22. August 2013 10:52
The long awaited revisions to the trucker hours of service rules became effective July 1, and the industry is watching closely to see what impact they will have on drivers, carriers, and shippers. FTR Associates has predicted that the changes will result in a shortage of 60,000 drivers, or 3% of capacity. If this comes to pass, carrier rates are almost certain to increase.
After only one month it is difficult to gauge the impact, but both ATA and FTR reported slight decreases in volume. Both indices fell slightly which no doubt negated any effect of the new rules. Class 8 truck orders also declined 7% from June. But looking ahead, it seems clear that any significant improvement in the economy or truck volume will cause problems.

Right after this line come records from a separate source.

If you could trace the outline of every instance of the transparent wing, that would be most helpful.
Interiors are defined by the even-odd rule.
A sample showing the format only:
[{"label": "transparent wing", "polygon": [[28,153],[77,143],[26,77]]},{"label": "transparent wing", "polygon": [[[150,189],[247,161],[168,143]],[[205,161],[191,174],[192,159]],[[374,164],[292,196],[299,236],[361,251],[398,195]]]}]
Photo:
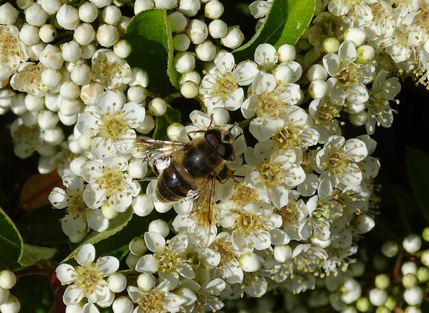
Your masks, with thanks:
[{"label": "transparent wing", "polygon": [[114,147],[122,154],[130,155],[143,163],[153,166],[157,159],[169,160],[175,152],[183,150],[186,144],[177,141],[163,141],[147,138],[122,138],[114,142]]},{"label": "transparent wing", "polygon": [[204,251],[210,238],[216,236],[216,226],[213,225],[214,178],[208,179],[201,190],[195,197],[186,214],[191,238],[197,251]]}]

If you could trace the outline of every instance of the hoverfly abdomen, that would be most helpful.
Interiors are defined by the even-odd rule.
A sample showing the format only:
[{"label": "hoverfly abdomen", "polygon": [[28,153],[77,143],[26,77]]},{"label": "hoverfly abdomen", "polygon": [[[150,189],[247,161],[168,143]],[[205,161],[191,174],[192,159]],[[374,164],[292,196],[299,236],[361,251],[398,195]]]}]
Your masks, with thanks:
[{"label": "hoverfly abdomen", "polygon": [[175,164],[161,173],[157,184],[156,197],[161,202],[176,202],[185,198],[193,190]]},{"label": "hoverfly abdomen", "polygon": [[205,141],[190,148],[183,158],[183,166],[194,177],[208,177],[221,162],[222,160]]}]

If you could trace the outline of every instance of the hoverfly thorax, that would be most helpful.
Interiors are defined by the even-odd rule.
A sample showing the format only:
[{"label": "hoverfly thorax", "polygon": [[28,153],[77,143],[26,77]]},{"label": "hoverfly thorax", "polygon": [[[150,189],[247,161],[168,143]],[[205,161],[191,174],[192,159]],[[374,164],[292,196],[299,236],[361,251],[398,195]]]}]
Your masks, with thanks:
[{"label": "hoverfly thorax", "polygon": [[212,128],[204,134],[206,140],[224,161],[234,161],[234,137],[229,131]]}]

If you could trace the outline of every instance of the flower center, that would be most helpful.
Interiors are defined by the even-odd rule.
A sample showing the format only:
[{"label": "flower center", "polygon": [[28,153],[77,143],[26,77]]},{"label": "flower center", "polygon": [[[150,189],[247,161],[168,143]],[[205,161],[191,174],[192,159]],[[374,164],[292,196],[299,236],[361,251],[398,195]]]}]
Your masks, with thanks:
[{"label": "flower center", "polygon": [[273,140],[280,149],[301,147],[302,140],[299,137],[299,132],[303,129],[304,126],[292,126],[285,124],[273,134]]},{"label": "flower center", "polygon": [[212,95],[225,100],[238,88],[238,84],[234,77],[234,73],[226,72],[221,76],[216,77],[216,82],[213,84]]},{"label": "flower center", "polygon": [[164,301],[162,292],[151,290],[141,296],[137,304],[142,308],[143,312],[154,313],[164,312],[162,301]]},{"label": "flower center", "polygon": [[85,297],[89,297],[95,291],[99,286],[99,281],[103,279],[103,275],[97,271],[96,263],[77,266],[75,271],[77,275],[75,285],[82,290]]},{"label": "flower center", "polygon": [[125,189],[125,177],[123,172],[109,166],[103,168],[103,175],[96,180],[100,188],[106,190],[107,196],[110,197],[118,191]]},{"label": "flower center", "polygon": [[162,253],[155,252],[154,258],[158,260],[159,271],[162,272],[178,272],[177,265],[182,261],[182,258],[168,247]]}]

Keep in mind also; there is more to the driver shortage than HOS. CSA 2010 has also taken a toll on drivers and carriers, plus when the economy improves, drivers jump ship for higher paying, more "family friendly" jobs.
Already, driver turnover for the first quarter of 2013 was 97%; and as the economy improves, it will be necessary to pay more for competent, trained drivers.
For shippers, alternatives to truck transportation are few and far between. Some are able to switch to intermodal (which continues to be the fastest growing mode) but trucks are still the mainstay of the transportation industry, hauling almost 69% of total tonnage. ATA predicts this will rise to almost 71% by 2024 when truckers will also capture 81% of revenues. Most carriers are making significant efforts to improve the quality of life for drivers; but in the final analysis, it will be primarily about salary – increased salary to be precise.
In the final analysis, one thing is very clear. There will be no way to escape higher capacity related truck rates.